The installation presented challenges, given the geographic area covered. Air-blown installations are usually implemented on a smaller scale; air-blown fiber can typically cover about one kilometer, and the contractors realized that Huelva Harbour's 40-kilometers network would be an ambitious project.

"It was like a college campus, only spread out as a port authority," says Colin Dennison, business development manager for Brand-Rex.

Installers planned to cover the large distances by working in a central point and blowing the fiber out in different directions, thereby covering up to 7.5 kilometers at a time.

"You set up the equipment in the center, and blow in one direction half of your cable. Then blow in the other direction, completing the job," says Dennison.

The multi-duct project was launched in January 2002. Tubing was ordered, and that May, installers went to the site and blew in 40 kilometers of 12-fiber/6-mm singlemode cable into the 10-mm MicroBlow ducts.

"We were conscious that longer distances affect quality, and in this instance, by using the 12-fibers cable, we were able to keep quality loss to a minimum," says Dennison.

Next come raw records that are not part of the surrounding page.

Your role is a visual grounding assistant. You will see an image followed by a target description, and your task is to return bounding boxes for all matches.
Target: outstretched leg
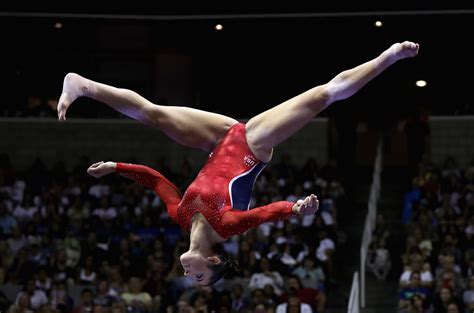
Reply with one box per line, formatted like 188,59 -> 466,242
247,41 -> 419,162
58,73 -> 237,151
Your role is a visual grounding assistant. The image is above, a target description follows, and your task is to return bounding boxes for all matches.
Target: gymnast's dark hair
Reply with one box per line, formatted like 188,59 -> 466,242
206,243 -> 240,286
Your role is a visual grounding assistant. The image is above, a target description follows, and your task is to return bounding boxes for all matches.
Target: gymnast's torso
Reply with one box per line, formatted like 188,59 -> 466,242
178,123 -> 267,233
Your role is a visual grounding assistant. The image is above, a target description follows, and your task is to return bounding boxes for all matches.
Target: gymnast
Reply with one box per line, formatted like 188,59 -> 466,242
57,41 -> 419,285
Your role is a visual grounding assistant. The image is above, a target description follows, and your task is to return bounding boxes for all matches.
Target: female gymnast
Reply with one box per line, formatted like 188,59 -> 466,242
58,41 -> 419,285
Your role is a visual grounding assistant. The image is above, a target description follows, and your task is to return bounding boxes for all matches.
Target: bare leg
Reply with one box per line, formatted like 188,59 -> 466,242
58,73 -> 237,151
247,41 -> 419,162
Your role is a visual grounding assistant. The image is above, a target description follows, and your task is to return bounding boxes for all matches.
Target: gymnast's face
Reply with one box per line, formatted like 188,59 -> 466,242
180,251 -> 213,285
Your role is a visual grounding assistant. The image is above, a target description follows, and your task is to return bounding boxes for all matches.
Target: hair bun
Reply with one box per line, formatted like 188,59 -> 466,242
225,259 -> 240,278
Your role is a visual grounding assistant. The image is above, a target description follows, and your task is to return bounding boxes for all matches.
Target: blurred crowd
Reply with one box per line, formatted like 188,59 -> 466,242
0,154 -> 347,313
367,154 -> 474,313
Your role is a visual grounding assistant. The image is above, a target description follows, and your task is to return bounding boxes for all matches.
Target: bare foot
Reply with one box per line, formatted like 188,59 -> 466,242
58,73 -> 90,121
387,41 -> 420,61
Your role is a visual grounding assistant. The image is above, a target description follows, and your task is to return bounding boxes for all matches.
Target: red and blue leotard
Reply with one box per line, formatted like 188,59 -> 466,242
116,123 -> 294,238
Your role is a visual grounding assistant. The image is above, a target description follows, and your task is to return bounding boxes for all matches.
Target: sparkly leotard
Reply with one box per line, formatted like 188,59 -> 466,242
116,123 -> 294,238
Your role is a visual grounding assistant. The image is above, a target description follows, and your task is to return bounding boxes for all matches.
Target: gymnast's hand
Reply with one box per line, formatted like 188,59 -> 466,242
292,194 -> 319,215
87,161 -> 117,178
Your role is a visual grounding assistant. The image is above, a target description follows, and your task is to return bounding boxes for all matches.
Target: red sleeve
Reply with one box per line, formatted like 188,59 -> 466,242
221,201 -> 294,237
115,163 -> 181,223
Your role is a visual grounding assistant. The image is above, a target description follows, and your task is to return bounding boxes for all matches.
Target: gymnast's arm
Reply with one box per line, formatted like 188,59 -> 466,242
87,161 -> 181,223
221,195 -> 319,236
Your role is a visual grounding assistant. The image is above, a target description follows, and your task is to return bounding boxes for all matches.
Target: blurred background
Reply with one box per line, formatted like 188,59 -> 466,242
0,1 -> 474,313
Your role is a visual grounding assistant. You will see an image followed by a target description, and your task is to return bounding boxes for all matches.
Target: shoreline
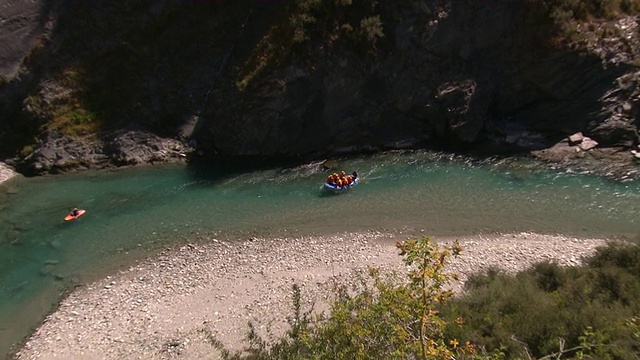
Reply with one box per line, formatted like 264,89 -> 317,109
15,231 -> 607,359
0,161 -> 18,184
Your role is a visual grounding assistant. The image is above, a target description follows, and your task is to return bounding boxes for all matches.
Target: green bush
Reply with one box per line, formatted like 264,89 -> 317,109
212,237 -> 640,360
442,244 -> 640,359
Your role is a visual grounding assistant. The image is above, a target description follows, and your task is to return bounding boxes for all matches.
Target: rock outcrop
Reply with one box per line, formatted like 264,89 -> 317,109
0,0 -> 640,173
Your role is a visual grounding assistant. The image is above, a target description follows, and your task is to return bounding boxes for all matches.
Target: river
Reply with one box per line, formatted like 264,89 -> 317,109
0,151 -> 640,354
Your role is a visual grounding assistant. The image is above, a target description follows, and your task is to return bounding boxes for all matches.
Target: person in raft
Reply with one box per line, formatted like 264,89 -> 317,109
326,171 -> 358,188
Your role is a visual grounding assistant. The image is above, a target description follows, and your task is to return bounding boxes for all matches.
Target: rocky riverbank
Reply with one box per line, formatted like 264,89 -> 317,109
16,232 -> 606,359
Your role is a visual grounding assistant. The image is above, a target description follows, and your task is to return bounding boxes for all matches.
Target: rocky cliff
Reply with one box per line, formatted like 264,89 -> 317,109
0,0 -> 640,177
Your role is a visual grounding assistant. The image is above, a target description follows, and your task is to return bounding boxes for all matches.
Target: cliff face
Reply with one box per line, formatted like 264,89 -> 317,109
0,0 -> 640,172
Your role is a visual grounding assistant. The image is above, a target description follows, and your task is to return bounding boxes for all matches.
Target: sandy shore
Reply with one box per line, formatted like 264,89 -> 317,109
12,232 -> 605,359
0,162 -> 18,183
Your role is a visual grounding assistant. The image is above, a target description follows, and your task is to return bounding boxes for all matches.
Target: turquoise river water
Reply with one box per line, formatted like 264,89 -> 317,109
0,152 -> 640,354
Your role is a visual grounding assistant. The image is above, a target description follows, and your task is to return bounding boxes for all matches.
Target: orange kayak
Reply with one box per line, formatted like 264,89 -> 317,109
64,209 -> 86,221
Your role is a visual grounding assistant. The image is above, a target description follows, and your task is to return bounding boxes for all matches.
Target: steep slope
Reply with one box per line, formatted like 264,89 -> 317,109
0,0 -> 640,173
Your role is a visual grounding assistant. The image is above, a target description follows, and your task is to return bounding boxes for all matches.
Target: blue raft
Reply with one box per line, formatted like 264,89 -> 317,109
324,177 -> 360,193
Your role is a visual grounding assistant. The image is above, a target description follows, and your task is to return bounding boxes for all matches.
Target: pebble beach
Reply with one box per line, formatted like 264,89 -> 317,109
15,232 -> 606,359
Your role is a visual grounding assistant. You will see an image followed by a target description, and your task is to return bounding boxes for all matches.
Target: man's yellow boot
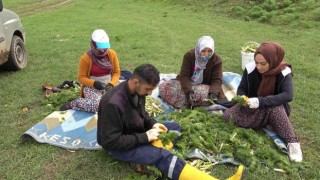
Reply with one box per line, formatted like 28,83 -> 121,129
227,165 -> 244,180
179,164 -> 218,180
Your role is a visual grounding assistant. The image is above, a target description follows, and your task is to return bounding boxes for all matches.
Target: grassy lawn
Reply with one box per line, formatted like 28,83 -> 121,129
0,0 -> 320,179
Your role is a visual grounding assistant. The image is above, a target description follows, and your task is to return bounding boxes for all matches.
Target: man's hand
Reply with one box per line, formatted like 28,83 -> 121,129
93,81 -> 106,90
104,83 -> 114,91
152,123 -> 168,132
187,91 -> 196,104
208,93 -> 218,100
247,98 -> 259,109
146,128 -> 160,142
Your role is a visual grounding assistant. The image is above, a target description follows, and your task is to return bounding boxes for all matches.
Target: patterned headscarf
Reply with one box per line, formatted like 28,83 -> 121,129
254,41 -> 291,97
191,36 -> 214,84
87,40 -> 112,70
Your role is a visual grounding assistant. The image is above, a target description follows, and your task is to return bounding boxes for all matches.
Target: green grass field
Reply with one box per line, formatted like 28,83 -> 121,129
0,0 -> 320,179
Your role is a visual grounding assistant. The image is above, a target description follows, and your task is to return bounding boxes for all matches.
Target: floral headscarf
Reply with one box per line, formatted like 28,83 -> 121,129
191,36 -> 214,84
87,40 -> 112,70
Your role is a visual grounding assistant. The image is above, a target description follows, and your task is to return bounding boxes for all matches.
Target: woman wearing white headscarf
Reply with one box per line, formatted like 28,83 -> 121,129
159,36 -> 226,108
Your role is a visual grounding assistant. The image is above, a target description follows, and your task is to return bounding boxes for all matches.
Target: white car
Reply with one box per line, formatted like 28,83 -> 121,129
0,0 -> 27,70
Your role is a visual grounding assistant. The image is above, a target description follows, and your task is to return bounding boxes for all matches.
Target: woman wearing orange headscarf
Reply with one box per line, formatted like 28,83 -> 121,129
224,42 -> 302,162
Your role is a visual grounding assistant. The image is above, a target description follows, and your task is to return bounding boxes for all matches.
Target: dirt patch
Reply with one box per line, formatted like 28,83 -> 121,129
40,150 -> 76,180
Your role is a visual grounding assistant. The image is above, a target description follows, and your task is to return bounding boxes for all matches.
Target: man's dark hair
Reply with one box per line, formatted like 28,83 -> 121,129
132,64 -> 160,86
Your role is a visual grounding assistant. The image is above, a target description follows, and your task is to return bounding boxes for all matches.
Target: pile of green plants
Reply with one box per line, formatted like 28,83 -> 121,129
43,87 -> 80,112
159,108 -> 297,173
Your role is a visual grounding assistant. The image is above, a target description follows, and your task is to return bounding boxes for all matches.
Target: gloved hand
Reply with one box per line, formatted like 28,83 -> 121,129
104,83 -> 114,91
187,91 -> 196,104
247,98 -> 259,109
151,139 -> 173,150
208,93 -> 218,100
216,99 -> 236,108
93,81 -> 106,90
152,123 -> 168,132
146,128 -> 160,142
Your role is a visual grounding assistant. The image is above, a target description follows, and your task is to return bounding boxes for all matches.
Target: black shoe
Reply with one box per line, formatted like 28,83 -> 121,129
60,102 -> 71,111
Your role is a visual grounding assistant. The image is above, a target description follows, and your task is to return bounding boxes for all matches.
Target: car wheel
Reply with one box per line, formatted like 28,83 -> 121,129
5,35 -> 27,70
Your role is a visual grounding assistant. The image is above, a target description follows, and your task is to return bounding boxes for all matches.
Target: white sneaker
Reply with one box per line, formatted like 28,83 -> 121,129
288,143 -> 302,162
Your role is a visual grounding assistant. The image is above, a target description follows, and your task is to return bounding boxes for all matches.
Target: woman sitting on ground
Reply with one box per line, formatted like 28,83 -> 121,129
159,36 -> 230,108
224,42 -> 302,162
60,29 -> 120,112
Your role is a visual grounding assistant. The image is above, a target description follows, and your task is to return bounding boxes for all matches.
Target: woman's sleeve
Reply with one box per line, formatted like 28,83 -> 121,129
110,50 -> 121,86
179,52 -> 194,94
237,69 -> 249,96
258,74 -> 293,107
209,56 -> 225,98
78,53 -> 94,87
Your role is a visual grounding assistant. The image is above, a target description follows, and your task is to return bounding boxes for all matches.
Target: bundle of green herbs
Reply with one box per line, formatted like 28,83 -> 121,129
159,108 -> 297,173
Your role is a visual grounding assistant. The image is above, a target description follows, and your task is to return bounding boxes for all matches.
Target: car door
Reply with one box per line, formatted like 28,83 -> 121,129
0,0 -> 9,65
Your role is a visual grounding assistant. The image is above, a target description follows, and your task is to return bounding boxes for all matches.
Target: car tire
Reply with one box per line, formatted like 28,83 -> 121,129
5,35 -> 27,70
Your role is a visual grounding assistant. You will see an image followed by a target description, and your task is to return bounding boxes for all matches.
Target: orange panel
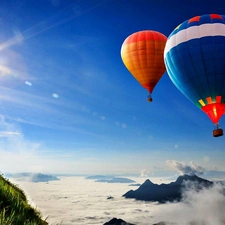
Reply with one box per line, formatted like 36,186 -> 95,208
188,16 -> 200,23
121,31 -> 167,93
206,97 -> 213,104
210,14 -> 223,20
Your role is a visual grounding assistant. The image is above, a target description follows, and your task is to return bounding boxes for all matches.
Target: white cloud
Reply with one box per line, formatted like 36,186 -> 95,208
10,177 -> 225,225
166,160 -> 205,175
155,184 -> 225,225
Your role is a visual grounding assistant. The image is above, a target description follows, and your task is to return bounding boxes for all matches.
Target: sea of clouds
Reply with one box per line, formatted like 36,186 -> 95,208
9,176 -> 225,225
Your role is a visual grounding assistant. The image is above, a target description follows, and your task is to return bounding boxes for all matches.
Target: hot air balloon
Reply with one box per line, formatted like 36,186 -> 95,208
121,30 -> 167,102
164,14 -> 225,137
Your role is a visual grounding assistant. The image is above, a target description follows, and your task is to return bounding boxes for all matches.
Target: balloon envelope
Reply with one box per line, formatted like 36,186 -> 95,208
121,30 -> 167,93
164,14 -> 225,124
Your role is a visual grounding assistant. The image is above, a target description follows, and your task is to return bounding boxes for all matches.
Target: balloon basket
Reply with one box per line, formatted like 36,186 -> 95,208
213,128 -> 223,137
148,98 -> 152,102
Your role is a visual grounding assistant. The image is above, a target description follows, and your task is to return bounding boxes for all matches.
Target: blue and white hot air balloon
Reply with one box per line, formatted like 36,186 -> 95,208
164,14 -> 225,137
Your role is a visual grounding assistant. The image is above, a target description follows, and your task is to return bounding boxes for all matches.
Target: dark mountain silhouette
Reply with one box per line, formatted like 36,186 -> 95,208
103,218 -> 135,225
123,175 -> 213,203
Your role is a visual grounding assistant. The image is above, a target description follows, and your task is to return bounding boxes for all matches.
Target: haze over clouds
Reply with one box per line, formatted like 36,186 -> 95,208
10,177 -> 225,225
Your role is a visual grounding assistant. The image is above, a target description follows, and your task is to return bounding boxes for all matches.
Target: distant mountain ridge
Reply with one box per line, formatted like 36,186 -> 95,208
123,175 -> 213,203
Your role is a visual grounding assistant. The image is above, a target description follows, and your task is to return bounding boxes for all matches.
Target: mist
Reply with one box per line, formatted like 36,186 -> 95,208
9,177 -> 225,225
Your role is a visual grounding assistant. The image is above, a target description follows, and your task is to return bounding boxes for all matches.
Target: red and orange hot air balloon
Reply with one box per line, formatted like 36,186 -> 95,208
121,30 -> 167,102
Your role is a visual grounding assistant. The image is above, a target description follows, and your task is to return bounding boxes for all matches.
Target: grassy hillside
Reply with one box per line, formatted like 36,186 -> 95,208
0,175 -> 48,225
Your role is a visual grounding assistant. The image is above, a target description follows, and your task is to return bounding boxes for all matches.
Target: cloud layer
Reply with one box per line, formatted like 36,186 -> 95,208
166,160 -> 205,175
9,177 -> 225,225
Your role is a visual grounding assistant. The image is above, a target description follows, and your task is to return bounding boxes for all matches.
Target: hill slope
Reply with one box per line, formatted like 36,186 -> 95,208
0,175 -> 48,225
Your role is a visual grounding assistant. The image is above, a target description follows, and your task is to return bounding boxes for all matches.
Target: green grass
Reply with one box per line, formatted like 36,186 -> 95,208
0,175 -> 48,225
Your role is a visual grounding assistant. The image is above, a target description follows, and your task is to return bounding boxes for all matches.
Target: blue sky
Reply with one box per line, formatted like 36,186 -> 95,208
0,0 -> 225,174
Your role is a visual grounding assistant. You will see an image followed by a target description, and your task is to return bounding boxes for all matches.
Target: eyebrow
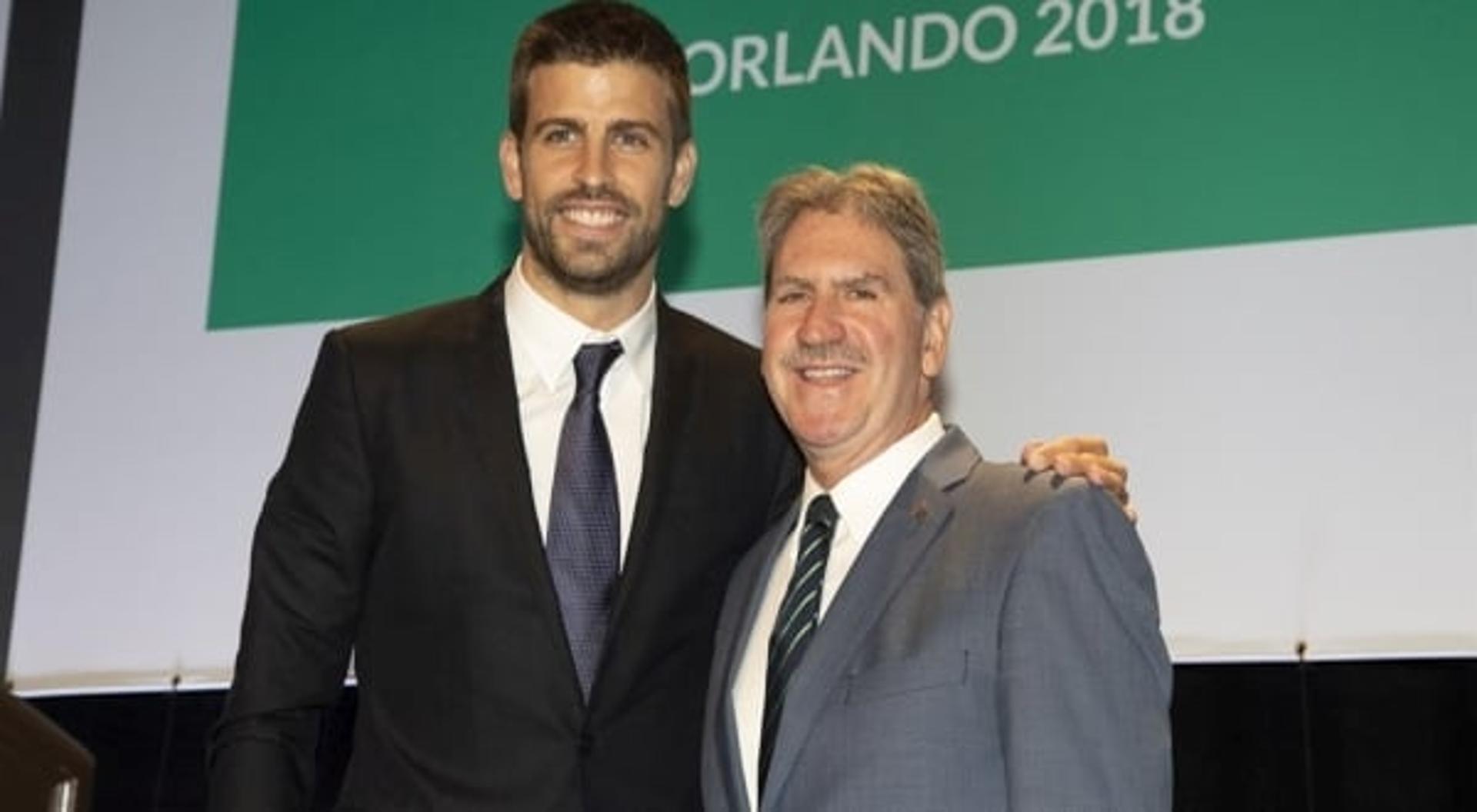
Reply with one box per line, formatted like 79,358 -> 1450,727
769,270 -> 892,291
532,115 -> 665,138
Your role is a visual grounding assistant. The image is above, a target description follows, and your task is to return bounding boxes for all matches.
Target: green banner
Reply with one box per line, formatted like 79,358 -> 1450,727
208,0 -> 1477,329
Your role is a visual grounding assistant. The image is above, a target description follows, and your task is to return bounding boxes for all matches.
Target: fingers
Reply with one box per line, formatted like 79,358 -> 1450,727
1021,434 -> 1127,477
1021,435 -> 1139,523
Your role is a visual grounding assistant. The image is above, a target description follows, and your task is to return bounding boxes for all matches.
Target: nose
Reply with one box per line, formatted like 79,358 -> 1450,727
796,295 -> 845,345
575,138 -> 610,188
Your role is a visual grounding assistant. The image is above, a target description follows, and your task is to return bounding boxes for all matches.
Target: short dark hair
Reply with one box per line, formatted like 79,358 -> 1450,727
759,164 -> 945,307
508,0 -> 692,146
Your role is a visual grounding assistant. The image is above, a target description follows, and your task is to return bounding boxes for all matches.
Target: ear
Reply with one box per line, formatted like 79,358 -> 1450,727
666,138 -> 697,208
498,130 -> 523,202
922,295 -> 954,378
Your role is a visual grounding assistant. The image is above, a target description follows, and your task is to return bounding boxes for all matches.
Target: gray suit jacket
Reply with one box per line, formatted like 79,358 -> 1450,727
703,428 -> 1172,812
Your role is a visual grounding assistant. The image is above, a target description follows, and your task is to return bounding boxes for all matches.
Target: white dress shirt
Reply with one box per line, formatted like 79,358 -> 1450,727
504,257 -> 655,565
732,412 -> 944,809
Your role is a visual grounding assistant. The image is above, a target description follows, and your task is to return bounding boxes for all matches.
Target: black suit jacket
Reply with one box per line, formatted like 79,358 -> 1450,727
212,281 -> 799,810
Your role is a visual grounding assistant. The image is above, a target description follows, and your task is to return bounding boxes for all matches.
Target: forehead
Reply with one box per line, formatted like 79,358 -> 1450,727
774,210 -> 907,282
528,62 -> 672,128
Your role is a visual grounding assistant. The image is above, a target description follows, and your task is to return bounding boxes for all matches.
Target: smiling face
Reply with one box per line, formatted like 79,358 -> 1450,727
764,210 -> 952,488
499,62 -> 697,320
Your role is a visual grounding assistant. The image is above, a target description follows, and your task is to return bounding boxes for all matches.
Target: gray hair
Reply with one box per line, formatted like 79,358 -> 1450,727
759,164 -> 945,307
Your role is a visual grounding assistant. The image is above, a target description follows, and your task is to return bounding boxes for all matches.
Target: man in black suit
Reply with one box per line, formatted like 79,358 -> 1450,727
210,3 -> 1117,810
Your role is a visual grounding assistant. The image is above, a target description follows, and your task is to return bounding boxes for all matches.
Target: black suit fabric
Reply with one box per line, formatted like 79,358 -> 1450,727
212,281 -> 799,812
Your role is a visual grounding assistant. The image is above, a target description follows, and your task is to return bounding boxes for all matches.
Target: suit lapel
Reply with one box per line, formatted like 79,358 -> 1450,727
459,273 -> 581,695
709,502 -> 801,809
761,428 -> 979,807
610,297 -> 697,623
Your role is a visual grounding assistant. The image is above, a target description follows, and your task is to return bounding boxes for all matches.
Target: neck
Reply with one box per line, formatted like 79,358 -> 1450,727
522,247 -> 655,332
801,403 -> 933,490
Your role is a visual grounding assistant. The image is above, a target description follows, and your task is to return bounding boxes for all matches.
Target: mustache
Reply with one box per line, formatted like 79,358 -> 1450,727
554,183 -> 628,214
780,341 -> 867,368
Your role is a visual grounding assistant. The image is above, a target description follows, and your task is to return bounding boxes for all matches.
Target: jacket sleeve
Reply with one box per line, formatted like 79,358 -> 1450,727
997,488 -> 1172,812
210,332 -> 374,812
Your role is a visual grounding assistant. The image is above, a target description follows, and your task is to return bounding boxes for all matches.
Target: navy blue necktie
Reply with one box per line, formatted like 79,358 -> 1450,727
546,341 -> 620,698
759,493 -> 836,788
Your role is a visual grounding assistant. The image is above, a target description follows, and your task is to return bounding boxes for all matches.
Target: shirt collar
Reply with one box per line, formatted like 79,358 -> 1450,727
801,412 -> 944,552
504,254 -> 655,390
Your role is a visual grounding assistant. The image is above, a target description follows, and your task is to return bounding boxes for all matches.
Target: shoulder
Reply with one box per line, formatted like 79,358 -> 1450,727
329,294 -> 493,351
657,300 -> 759,374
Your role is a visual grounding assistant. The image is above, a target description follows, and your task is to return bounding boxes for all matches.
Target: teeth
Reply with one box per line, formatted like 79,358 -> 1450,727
563,208 -> 620,229
801,366 -> 852,381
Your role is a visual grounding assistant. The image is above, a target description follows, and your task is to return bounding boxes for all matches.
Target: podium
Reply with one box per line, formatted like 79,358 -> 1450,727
0,692 -> 93,812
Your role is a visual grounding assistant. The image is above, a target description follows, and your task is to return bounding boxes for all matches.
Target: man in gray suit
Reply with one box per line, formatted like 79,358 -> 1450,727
703,165 -> 1172,812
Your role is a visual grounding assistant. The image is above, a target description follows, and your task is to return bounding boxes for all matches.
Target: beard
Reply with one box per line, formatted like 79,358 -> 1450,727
523,186 -> 665,295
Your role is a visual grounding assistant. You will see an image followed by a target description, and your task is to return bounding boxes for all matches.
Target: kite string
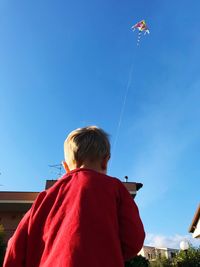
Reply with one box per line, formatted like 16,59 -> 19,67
110,62 -> 133,167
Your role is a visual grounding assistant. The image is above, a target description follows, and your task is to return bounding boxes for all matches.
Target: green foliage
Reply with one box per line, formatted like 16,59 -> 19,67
150,246 -> 200,267
125,255 -> 149,267
174,246 -> 200,267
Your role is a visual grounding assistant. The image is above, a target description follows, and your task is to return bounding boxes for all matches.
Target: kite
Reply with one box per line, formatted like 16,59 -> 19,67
131,20 -> 150,46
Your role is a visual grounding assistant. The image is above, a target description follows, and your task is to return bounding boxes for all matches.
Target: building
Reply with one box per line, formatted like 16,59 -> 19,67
0,180 -> 143,242
189,204 -> 200,238
139,246 -> 179,261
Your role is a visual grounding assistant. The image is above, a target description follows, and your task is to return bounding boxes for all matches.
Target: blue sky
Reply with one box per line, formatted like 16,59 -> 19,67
0,0 -> 200,246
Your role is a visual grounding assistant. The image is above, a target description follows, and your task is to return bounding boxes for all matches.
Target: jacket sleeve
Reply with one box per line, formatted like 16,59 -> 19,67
3,210 -> 30,267
119,184 -> 145,261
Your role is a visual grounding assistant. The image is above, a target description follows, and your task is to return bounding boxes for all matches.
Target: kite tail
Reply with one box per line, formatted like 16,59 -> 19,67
137,32 -> 142,46
110,62 -> 133,167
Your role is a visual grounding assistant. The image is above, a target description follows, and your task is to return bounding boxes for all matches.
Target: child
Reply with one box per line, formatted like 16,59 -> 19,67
3,126 -> 145,267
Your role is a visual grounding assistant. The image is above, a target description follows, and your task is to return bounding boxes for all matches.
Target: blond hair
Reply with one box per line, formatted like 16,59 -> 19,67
64,126 -> 110,165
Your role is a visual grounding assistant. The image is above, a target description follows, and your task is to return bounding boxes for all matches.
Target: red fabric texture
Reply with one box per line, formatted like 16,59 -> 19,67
3,169 -> 145,267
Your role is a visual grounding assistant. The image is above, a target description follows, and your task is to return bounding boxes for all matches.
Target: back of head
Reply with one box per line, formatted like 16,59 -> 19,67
64,126 -> 110,167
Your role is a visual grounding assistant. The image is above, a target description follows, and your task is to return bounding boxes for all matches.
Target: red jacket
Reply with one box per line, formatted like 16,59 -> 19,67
3,169 -> 145,267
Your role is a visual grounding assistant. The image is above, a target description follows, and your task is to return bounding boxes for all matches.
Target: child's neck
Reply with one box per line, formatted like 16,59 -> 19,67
76,161 -> 107,174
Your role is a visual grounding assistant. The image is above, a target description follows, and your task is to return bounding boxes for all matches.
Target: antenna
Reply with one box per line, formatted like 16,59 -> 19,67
49,163 -> 63,177
124,176 -> 128,183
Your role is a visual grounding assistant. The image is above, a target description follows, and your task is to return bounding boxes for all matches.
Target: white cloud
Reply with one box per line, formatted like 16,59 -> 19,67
145,233 -> 200,249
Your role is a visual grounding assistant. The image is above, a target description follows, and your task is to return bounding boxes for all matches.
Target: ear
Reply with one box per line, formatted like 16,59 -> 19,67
101,155 -> 110,170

Contractors will blow in another eight to 10 kilometers of cable during the second phase of the project this winter.

Dennison says the air-blown fiber offered the advantage of good repeatability and reliability. The money-saving aspects will come later as more fiber needs to be blown in. "It's not the same labor costs of pulling in a cable," notes Dennison.

"The up-front, day-one costs are the same as traditional systems, but the second and third cable installations, when required, will be far cheaper than traditional methods," says Dennison.